This narrative systematic review has described the range of evidence on 'second' and 'third' generation computer-tailored primary prevention interventions targeting physical activity behavior change in adults. Common characteristics of interventions that produced significant between-group effects and interventions with good retention rates were considered, as were internal and external validity of studies as measures of quality and generalizability.
This review differs from previous systematic reviews on computer-tailored interventions [5, 6] in the following ways: our review was exclusive to primary prevention interventions; first generation computer-tailored interventions and studies in which tailoring was not generated through an expert system were excluded; the review was not limited to RCTs, but also included quasi-experimental studies and studies with limited interpersonal contact that did not involve counseling. To our knowledge, previous reviews have not attempted to gauge the external validity of such intervention studies, although they have included varying measures of external validity in their quality criteria. Doing so is important in determining their generalizability and relevance to health promotion practice .
The volume of evidence has grown since the publication of previous reviews which had indicated that the evidence of effectiveness of computer-tailored interventions in the promotion of physical activity was limited [5, 6]. Several more recent studies reported significant positive effects either in comparison to a control group or over time, which boosts the overall evidence of efficacy. Overall, just over half of the studies reported positive short-to-medium term effects in comparison to a control group for physical activity behaviors or weight reduction, the majority of others reporting positive effects within the treatment group over time or positive effects on behavior mediators.

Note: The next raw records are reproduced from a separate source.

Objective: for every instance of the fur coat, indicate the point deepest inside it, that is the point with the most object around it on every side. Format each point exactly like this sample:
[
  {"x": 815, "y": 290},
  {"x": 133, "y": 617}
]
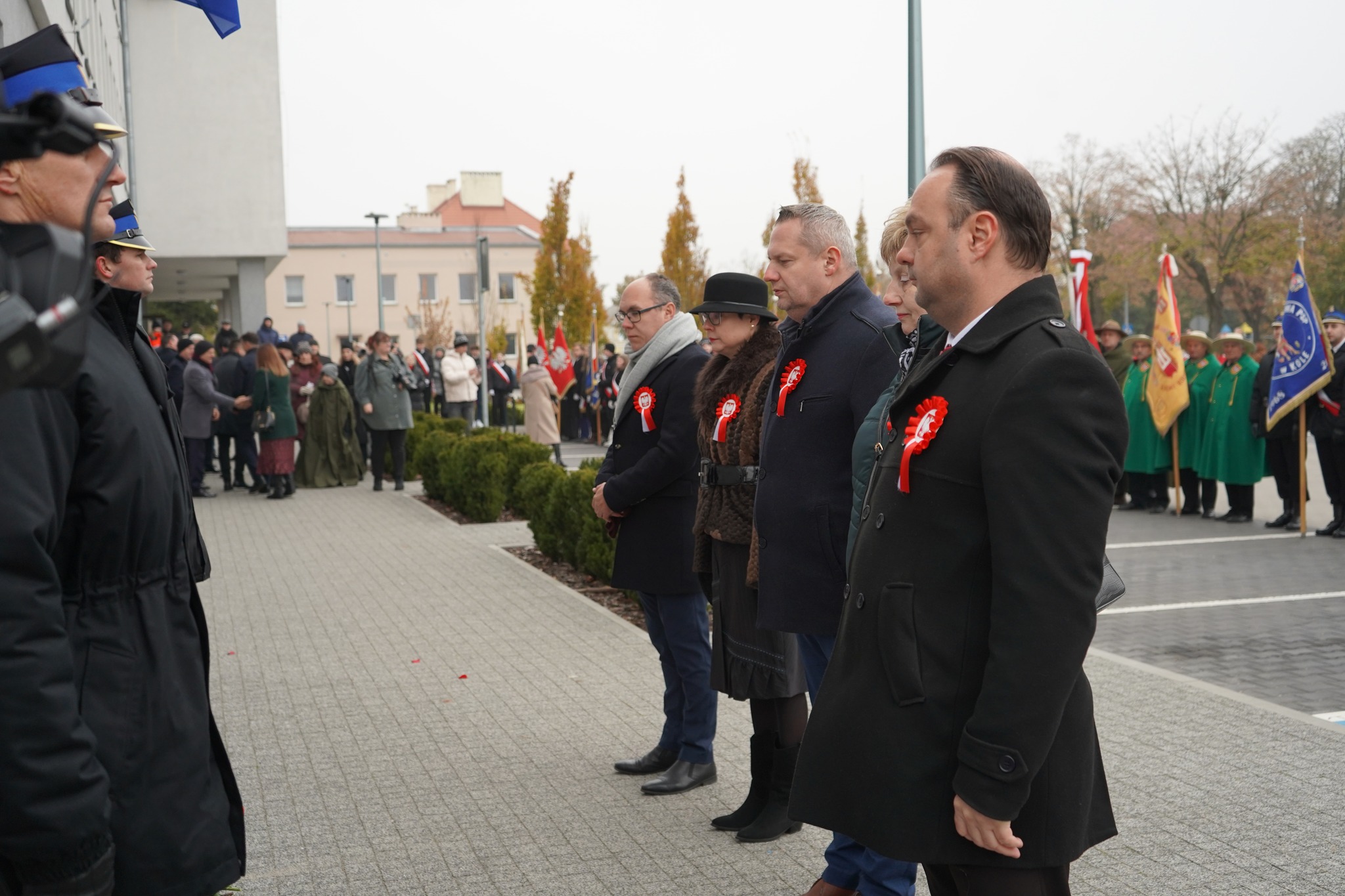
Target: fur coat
[{"x": 724, "y": 512}]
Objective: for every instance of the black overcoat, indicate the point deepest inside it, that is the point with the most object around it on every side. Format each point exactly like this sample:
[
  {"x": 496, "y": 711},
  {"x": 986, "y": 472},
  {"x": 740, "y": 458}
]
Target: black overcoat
[
  {"x": 970, "y": 606},
  {"x": 105, "y": 727},
  {"x": 803, "y": 495},
  {"x": 651, "y": 476}
]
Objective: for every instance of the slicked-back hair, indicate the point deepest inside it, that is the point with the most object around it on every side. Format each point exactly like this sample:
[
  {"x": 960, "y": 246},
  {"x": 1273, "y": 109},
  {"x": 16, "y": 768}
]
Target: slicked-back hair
[
  {"x": 820, "y": 228},
  {"x": 665, "y": 291},
  {"x": 992, "y": 181}
]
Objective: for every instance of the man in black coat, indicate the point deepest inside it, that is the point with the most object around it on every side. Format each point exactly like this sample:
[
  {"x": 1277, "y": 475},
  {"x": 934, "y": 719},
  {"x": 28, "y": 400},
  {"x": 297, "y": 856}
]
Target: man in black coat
[
  {"x": 114, "y": 777},
  {"x": 1328, "y": 426},
  {"x": 646, "y": 492},
  {"x": 1281, "y": 440},
  {"x": 834, "y": 363},
  {"x": 956, "y": 723}
]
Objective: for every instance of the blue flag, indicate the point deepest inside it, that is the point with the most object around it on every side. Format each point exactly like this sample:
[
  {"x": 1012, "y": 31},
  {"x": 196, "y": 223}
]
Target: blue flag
[
  {"x": 222, "y": 14},
  {"x": 1302, "y": 364}
]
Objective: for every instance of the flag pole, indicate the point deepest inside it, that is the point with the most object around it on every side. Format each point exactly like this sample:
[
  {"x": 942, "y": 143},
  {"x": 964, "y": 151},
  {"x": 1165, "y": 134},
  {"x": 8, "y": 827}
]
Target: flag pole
[
  {"x": 1302, "y": 425},
  {"x": 1176, "y": 472}
]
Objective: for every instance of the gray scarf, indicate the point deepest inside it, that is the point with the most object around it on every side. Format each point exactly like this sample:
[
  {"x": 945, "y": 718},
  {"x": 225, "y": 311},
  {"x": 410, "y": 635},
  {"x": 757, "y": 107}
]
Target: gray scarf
[{"x": 671, "y": 339}]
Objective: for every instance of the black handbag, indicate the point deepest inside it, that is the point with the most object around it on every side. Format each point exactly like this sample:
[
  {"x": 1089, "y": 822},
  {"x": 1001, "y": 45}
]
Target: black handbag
[
  {"x": 1113, "y": 589},
  {"x": 264, "y": 418}
]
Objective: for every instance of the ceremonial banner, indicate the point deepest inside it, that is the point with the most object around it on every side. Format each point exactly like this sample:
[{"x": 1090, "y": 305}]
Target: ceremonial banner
[
  {"x": 1302, "y": 362},
  {"x": 558, "y": 363},
  {"x": 1166, "y": 387},
  {"x": 1082, "y": 316},
  {"x": 222, "y": 14}
]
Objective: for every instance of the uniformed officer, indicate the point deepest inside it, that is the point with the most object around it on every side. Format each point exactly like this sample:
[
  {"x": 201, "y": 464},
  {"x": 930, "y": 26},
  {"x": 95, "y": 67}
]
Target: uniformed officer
[
  {"x": 1281, "y": 440},
  {"x": 1149, "y": 456},
  {"x": 1328, "y": 426},
  {"x": 1231, "y": 453},
  {"x": 1199, "y": 495}
]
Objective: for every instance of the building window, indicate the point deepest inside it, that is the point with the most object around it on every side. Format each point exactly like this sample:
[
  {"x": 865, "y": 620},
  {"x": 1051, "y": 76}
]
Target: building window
[
  {"x": 430, "y": 289},
  {"x": 467, "y": 288}
]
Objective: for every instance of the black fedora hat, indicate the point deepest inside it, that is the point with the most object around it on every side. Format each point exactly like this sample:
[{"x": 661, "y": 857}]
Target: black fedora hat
[{"x": 738, "y": 293}]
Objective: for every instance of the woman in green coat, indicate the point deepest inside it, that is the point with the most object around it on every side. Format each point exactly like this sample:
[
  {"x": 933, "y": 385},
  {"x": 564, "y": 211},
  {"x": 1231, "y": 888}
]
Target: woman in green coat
[
  {"x": 1229, "y": 450},
  {"x": 1201, "y": 368},
  {"x": 271, "y": 391},
  {"x": 1149, "y": 456},
  {"x": 328, "y": 453}
]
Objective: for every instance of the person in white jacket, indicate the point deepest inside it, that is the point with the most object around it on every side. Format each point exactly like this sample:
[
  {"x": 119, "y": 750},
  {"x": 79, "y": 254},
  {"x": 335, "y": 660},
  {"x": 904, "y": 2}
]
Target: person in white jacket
[{"x": 460, "y": 382}]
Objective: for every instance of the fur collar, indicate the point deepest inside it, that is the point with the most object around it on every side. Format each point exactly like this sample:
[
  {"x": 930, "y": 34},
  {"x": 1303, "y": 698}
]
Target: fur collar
[{"x": 722, "y": 375}]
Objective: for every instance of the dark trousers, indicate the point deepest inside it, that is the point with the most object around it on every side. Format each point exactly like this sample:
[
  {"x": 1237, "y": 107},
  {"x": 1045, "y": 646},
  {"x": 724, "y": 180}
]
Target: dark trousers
[
  {"x": 1241, "y": 498},
  {"x": 1332, "y": 457},
  {"x": 977, "y": 880},
  {"x": 384, "y": 440},
  {"x": 1282, "y": 456},
  {"x": 680, "y": 629},
  {"x": 850, "y": 864},
  {"x": 198, "y": 452},
  {"x": 1197, "y": 492}
]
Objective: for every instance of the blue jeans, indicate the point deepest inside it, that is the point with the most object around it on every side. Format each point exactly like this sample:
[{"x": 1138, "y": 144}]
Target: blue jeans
[
  {"x": 680, "y": 629},
  {"x": 852, "y": 865}
]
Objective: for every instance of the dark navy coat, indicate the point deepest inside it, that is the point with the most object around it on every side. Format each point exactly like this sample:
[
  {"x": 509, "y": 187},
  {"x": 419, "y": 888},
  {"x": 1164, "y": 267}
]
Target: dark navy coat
[
  {"x": 653, "y": 477},
  {"x": 958, "y": 668},
  {"x": 803, "y": 492},
  {"x": 106, "y": 738}
]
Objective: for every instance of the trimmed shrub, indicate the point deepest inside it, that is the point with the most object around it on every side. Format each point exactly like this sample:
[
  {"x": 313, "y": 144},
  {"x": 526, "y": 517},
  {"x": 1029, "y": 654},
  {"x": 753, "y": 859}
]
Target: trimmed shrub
[{"x": 474, "y": 477}]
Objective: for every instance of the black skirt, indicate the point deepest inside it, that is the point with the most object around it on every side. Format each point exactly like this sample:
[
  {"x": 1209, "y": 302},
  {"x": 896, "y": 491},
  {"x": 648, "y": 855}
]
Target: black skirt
[{"x": 748, "y": 662}]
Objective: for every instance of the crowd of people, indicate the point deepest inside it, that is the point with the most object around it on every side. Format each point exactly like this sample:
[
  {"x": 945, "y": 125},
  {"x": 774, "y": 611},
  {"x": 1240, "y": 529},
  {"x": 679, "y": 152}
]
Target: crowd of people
[{"x": 1223, "y": 435}]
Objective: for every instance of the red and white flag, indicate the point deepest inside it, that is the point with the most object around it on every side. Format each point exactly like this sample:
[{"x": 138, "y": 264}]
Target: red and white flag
[
  {"x": 558, "y": 363},
  {"x": 1079, "y": 295}
]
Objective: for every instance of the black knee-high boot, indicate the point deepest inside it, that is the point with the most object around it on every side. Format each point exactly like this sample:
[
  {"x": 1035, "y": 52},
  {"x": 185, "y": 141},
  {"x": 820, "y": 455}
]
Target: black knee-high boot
[{"x": 763, "y": 759}]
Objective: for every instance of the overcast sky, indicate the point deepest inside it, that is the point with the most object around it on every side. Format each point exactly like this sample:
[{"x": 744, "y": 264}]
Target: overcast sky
[{"x": 381, "y": 100}]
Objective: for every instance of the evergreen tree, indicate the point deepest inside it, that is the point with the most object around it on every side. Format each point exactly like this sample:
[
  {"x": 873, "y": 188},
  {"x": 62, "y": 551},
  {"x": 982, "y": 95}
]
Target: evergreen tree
[{"x": 684, "y": 259}]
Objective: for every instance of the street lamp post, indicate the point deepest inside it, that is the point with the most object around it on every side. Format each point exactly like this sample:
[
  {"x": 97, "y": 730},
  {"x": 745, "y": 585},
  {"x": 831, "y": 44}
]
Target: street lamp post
[
  {"x": 378, "y": 264},
  {"x": 915, "y": 97}
]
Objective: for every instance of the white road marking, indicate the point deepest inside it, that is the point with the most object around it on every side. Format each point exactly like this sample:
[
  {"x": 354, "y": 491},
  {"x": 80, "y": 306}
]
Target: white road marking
[
  {"x": 1168, "y": 544},
  {"x": 1234, "y": 602}
]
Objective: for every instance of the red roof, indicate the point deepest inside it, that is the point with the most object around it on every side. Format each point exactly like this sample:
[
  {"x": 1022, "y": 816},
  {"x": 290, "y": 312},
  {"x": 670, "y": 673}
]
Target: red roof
[{"x": 454, "y": 214}]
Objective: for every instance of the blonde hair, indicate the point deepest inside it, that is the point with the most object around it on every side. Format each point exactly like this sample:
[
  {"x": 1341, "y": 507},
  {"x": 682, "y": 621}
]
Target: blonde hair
[{"x": 893, "y": 236}]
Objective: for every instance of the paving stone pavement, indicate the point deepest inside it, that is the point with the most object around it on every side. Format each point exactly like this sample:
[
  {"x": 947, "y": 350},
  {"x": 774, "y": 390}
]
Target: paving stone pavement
[{"x": 366, "y": 771}]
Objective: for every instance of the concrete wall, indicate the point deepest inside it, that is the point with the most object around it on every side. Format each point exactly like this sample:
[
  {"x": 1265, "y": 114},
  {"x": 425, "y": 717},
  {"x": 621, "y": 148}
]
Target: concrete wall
[{"x": 320, "y": 267}]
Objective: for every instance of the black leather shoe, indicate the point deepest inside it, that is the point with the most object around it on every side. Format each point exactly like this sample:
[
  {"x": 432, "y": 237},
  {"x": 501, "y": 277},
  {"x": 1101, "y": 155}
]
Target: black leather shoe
[
  {"x": 681, "y": 778},
  {"x": 650, "y": 763}
]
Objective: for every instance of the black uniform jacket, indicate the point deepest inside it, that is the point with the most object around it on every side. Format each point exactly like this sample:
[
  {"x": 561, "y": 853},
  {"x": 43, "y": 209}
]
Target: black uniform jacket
[
  {"x": 651, "y": 477},
  {"x": 1321, "y": 423},
  {"x": 805, "y": 494},
  {"x": 105, "y": 727},
  {"x": 970, "y": 606}
]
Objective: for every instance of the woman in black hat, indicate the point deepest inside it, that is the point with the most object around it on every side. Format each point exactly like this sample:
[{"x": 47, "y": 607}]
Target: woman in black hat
[{"x": 748, "y": 662}]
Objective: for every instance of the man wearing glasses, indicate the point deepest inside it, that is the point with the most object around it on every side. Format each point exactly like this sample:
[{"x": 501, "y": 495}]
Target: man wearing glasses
[{"x": 646, "y": 495}]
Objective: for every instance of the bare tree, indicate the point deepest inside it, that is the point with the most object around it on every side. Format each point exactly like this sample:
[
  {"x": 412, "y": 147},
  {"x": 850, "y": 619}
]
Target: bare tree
[{"x": 1212, "y": 194}]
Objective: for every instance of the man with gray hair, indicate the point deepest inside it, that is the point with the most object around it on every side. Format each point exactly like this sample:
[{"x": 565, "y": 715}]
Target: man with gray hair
[{"x": 834, "y": 363}]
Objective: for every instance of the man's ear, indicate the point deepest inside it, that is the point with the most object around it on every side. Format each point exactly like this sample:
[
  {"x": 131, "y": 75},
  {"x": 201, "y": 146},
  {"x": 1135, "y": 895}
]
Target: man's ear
[{"x": 984, "y": 233}]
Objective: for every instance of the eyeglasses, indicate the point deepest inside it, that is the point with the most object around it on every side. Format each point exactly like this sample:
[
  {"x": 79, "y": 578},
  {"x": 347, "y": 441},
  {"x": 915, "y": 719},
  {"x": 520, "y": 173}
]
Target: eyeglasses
[{"x": 634, "y": 314}]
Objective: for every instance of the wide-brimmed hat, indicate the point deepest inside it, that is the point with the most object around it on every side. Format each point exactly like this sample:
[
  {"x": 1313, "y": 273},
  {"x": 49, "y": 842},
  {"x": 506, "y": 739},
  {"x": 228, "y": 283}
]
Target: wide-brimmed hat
[
  {"x": 1234, "y": 337},
  {"x": 738, "y": 293},
  {"x": 1199, "y": 336}
]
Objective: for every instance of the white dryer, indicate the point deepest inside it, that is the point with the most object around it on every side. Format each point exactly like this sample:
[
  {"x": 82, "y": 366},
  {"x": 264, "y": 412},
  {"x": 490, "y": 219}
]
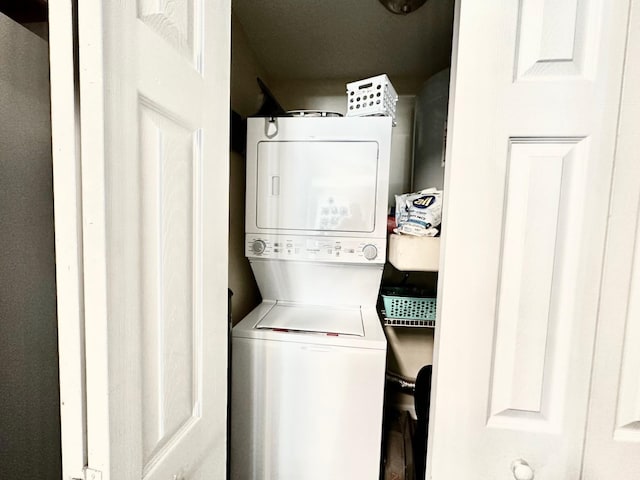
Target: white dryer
[{"x": 308, "y": 364}]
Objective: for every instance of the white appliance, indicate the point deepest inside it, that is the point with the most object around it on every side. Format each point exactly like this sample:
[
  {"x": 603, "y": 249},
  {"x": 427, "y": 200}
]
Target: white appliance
[{"x": 308, "y": 363}]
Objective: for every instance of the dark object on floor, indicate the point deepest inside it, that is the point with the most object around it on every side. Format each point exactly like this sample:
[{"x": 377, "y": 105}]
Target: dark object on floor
[
  {"x": 398, "y": 448},
  {"x": 422, "y": 399}
]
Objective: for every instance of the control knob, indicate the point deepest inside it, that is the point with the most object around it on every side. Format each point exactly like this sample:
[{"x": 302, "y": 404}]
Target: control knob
[
  {"x": 258, "y": 247},
  {"x": 370, "y": 251}
]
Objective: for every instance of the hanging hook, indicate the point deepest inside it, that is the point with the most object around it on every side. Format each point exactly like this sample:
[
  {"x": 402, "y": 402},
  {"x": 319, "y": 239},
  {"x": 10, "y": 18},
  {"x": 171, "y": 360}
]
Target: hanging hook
[{"x": 270, "y": 125}]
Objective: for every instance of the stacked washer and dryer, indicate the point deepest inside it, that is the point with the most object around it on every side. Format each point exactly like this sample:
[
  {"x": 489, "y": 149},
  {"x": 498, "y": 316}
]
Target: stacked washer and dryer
[{"x": 308, "y": 363}]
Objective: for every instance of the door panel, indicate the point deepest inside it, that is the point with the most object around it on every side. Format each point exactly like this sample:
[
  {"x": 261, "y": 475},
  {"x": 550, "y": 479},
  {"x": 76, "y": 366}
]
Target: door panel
[
  {"x": 529, "y": 156},
  {"x": 545, "y": 183},
  {"x": 154, "y": 83}
]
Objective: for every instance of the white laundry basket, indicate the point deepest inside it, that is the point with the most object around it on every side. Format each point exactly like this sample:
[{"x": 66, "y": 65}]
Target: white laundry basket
[{"x": 372, "y": 96}]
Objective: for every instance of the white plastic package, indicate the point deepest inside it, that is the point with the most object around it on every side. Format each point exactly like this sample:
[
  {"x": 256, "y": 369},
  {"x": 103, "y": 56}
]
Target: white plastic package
[{"x": 419, "y": 213}]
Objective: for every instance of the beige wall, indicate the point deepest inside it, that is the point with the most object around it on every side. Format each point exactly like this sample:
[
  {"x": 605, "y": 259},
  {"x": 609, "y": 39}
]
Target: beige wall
[{"x": 29, "y": 394}]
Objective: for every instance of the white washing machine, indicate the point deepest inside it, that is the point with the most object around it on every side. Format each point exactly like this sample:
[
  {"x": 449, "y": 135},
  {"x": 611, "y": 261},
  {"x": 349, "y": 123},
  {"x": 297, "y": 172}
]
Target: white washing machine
[{"x": 308, "y": 364}]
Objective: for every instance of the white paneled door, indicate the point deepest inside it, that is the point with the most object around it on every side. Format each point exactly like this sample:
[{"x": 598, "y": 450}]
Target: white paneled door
[
  {"x": 530, "y": 154},
  {"x": 612, "y": 447},
  {"x": 153, "y": 203}
]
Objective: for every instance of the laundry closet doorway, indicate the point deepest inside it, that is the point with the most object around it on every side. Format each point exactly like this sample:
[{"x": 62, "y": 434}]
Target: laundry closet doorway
[{"x": 535, "y": 92}]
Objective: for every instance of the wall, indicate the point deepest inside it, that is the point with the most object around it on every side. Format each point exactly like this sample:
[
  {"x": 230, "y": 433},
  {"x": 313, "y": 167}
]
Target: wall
[
  {"x": 245, "y": 100},
  {"x": 29, "y": 395}
]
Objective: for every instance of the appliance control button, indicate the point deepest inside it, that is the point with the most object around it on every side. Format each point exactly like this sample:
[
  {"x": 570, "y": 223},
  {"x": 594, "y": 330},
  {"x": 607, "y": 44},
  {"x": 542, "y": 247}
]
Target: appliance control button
[
  {"x": 370, "y": 252},
  {"x": 258, "y": 247}
]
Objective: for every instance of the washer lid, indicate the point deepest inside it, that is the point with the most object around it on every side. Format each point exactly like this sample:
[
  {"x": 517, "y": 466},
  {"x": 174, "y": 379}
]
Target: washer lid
[{"x": 308, "y": 318}]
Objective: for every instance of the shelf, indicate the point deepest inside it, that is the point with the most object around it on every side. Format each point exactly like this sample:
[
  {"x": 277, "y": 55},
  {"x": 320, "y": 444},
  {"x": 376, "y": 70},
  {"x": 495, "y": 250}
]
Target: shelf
[
  {"x": 407, "y": 322},
  {"x": 417, "y": 254}
]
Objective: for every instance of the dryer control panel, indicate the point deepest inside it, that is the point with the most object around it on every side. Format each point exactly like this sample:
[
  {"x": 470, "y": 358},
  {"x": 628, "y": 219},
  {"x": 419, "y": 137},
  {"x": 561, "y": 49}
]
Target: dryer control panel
[{"x": 315, "y": 248}]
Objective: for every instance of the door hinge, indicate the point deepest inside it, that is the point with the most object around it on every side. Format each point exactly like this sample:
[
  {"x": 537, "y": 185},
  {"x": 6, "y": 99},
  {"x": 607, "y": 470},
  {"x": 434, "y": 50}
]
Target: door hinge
[{"x": 90, "y": 474}]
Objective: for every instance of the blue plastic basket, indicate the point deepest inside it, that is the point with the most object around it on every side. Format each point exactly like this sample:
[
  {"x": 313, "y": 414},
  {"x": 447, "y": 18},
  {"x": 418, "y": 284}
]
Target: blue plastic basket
[{"x": 416, "y": 308}]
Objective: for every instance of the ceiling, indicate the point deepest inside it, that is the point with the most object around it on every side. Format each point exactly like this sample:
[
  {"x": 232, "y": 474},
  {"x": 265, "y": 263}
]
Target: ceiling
[{"x": 337, "y": 39}]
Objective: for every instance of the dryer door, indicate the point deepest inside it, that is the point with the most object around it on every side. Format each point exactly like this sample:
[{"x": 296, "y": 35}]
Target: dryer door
[{"x": 317, "y": 185}]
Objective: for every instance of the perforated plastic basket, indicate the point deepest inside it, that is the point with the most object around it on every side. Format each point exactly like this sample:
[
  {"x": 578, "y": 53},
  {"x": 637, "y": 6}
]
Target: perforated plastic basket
[
  {"x": 409, "y": 307},
  {"x": 371, "y": 96}
]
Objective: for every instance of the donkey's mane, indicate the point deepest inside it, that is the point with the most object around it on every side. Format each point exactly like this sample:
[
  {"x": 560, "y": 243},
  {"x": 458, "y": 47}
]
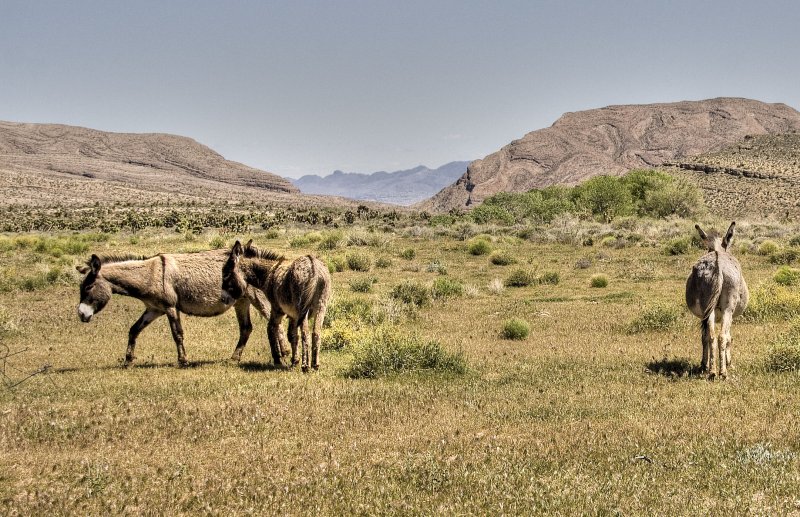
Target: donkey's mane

The efficacy of computer-tailored interventions is dependent on many factors such as the intervention quality, duration, exposure, intensity, use of theory, method of tailoring, source credibility and mode of delivery. Due to the small number of studies that isolated the effect of tailoring or the technology in their study design no conclusions can be drawn on their relative importance for success. Comparing participant's behavior to current recommendations, tailoring according to the participant's stage of change and tailoring feedback in more than one way were common in studies reporting significant positive between-group outcomes but using these tailoring methods was not necessarily predictive of success. More research is required to determine why and when tailoring is effective . In agreement with the findings of a previous review  it seems that whilst the intervention should be based on theory, no one theory has proven to be more applicable or effective. Ensuring multiple intervention exposures may also be important but was neither necessary nor predictive of success.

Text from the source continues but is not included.